Homes that sell quickly are more likely to achieve their asking price – and those that came onto the market in March 2023 and sold in the same month achieved an average of 99.9% of their asking price. This is higher than in 2019, when sellers who agreed a deal within a month achieved 99.0% of their asking price.


Those properties that came onto the market in 2022 and sold last month achieved 98.4% of their asking price. Once again, this figure is higher than 2019, when sellers took just as long to sell, and suggests that vendors are still holding out for top prices, despite the market slowdown.

Cash buyers have more bargaining power and in March achieved an average discount of 1.1%, whereas mortgaged buyers in England and Wales paid 99.1% of the asking price, up from 98.2% in March 2019. First-time buyers are being spurred on by lower mortgage rates and a desire to make their first move and last month paid an average of 99.5% of a property’s asking price, up from a low of 99.0% in December 2022.


In March, 10% fewer homes came onto the market than the same month in 2019 and 2% more buyers registered to buy – as such, we are still seeing bidding wars. Last month, 32% of homes sold in Great Britain had three or more offers from competing buyers, up from 29% in March 2019 but well below the 43% figure seen in March 2022.

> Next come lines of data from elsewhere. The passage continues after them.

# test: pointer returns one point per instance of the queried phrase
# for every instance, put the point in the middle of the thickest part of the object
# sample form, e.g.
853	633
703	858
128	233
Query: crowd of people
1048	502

Studio and one-bedroom homes – which are often bought by first-time buyers or investors – have bucked the trend towards the decline in bidding wars. Last month, 29% of these properties sold with three or more offers, up from 27% in March 2022. While three-bedroom homes remain the most likely properties to be sold with competing offers, they’ve seen the biggest year-on-year decline in competition – 33% of three-beds sold with three or more offers in March 2023, 16% lower than March 2022.